Corporate Freudian Psychoanalysis: Is That A Cigar or Are You Just Engaged?

Paul Hebert Audacious Ideas, Change, Employee Engagement, Employee Relations, Engagement and Satisfaction, HR, Innovation, Organizational Development, Paul Hebert, Performance

We’re going to a weird place today. And I know this is a simplistic analysis but go with it… it’ll be fun!

Freud (Sigmund, the psychiatry guy, not the guys with tigers in Vegas. If you watch Big Brother you’ll get that – h/t to Liz and Julia – watch – you’ll LOL yourself) suggested that an individual’s personality was driven by the interaction of three forces. Those forces being the ID, the Ego and the Super-Ego. The ID is selfish and simply wants to be satisfied. This is the “FEED ME” part of the brain. The EGO is the rules engine. Its main concern is with your safety and allows some of the ID’s desires to be expressed, but only when consequences of these actions don’t get you in trouble. It mediates our passion and keeps us from simply acting without rational evaluation. The Super-Ego (I really like the German version of this: Über-Ich) works in opposition to the ID striving to act in a socially appropriate manner. The Super-Ego controls our sense of right and wrong and guilt. It helps us fit into society by getting us to act in socially acceptable ways.

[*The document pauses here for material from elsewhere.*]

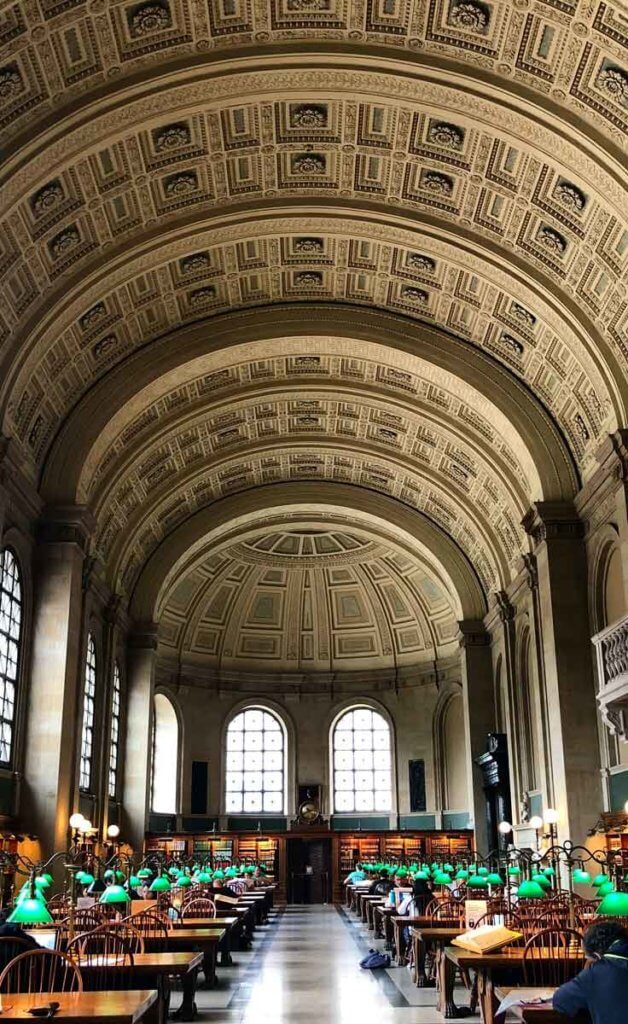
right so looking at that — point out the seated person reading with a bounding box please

Freud believed it was the ongoing interplay of these three forces that ultimately drives our behavior. Many feel Freud was a bit of a whackadoo and liked his cigars just a little too much, but I think the theory does provide a scaffold for our discussion here relating to HR and a company’s “way of doing business.” I said we’d be going a bit rogue here…

Corporate Psyche

It occurred to me that like an individual who is constantly making decisions involving the interaction of the three forces of the psyche, companies might also be fighting those same internal battles. I started to try to identify the three structural components of “corporate Freudian psychology”…

ID – the need to make a profit.

Profits are like food, sleep, and sex for a company. Profits allow all other functions to occur. Without profits, companies die. Like humans, without the bare necessities – the things our ID demands of us – we die.

EGO – the rules engine.

The Ego is what keeps some of our company executives out of jail (that, and huge campaign contributions). It helps a company regulate the ID. The EGO of a company looks at the process of making profit and tames it.

Super-EGO – the conscience of a company.

The Super-Ego is that part of the company that provides unlimited vacation, unlimited parental leave, free soda and moon pies. The Super-Ego is the place in a company where non-business discussions are made. The Super-Ego is where human decisions are made. The Super-Ego is what should have kept businesses from employing children in dangerous factory conditions and demanding 12-15 hour work days during the onset of the industrial revolution.

I realize this is pie in the sky but the application sort of works. My problem was trying to find where the three areas of the “brain” resided in a corporation. Who is the ID, the EGO, the Super-Ego.

My first cut at it looks like this:

ID = Finance? They exist to find a way to turn the smallest investment into the largest profit. They use math and numbers and ROI to explain their point of view. And math has no conscience. Math is blind to anything other than the calculation. Without any mediating influences, Finance would probably do away with moon pies and free soda.

Ego = Legal? Everything a company does at a minimum is run through legal. Most companies can choose toilet paper without at least a few minutes of the legal department’s time to make sure it isn’t made from some Amazonian tree on the endangered list.

Super-Ego = Human Resources? I was going to say “management,” but I believe that HR’s fundamental responsibility is to create caring, smart, effective human managers. The managers then, in turn, pass that onto the staff. Therefore, the overall seat of humanity in an organization is HR. HR has to make sure that profits don’t come before people, and also make sure that just because a company has the legal right to do something, it isn’t always the right thing to do.

I think this idea works…

Companies with too strong an ID will end up doing whatever it takes to make money – the hell with the rules, investors, employees, the law. Can you say Enron?

Companies with too strong a Ego will miss out on opportunities and pivot when a market changes because they can’t take the appropriate risks. Can you say Polaroid?

Companies with too strong a Super-Ego will end up going out of business because they ignore their own needs in order to try to be all things to all people. Can you say Gravity Payments?

Kind of makes sense, no?

What do you think?

Should a company look at itself through a lens like this? Is there a time when a company should be a bit more Ego driven vs. ID driven? Is it really a matter of juggling all the balls?

Is anyone doing this well? Anyone but Apple – we all know they are perfect and they have more cash than all the gold in Fort Knox. That much cash gives you a decided advantage in the Super-Ego wars I’m guessing.

What do you think? Interesting? Stupid? Useful frame of reference?

Don’t tell me… My ego probably won’t be able to take it.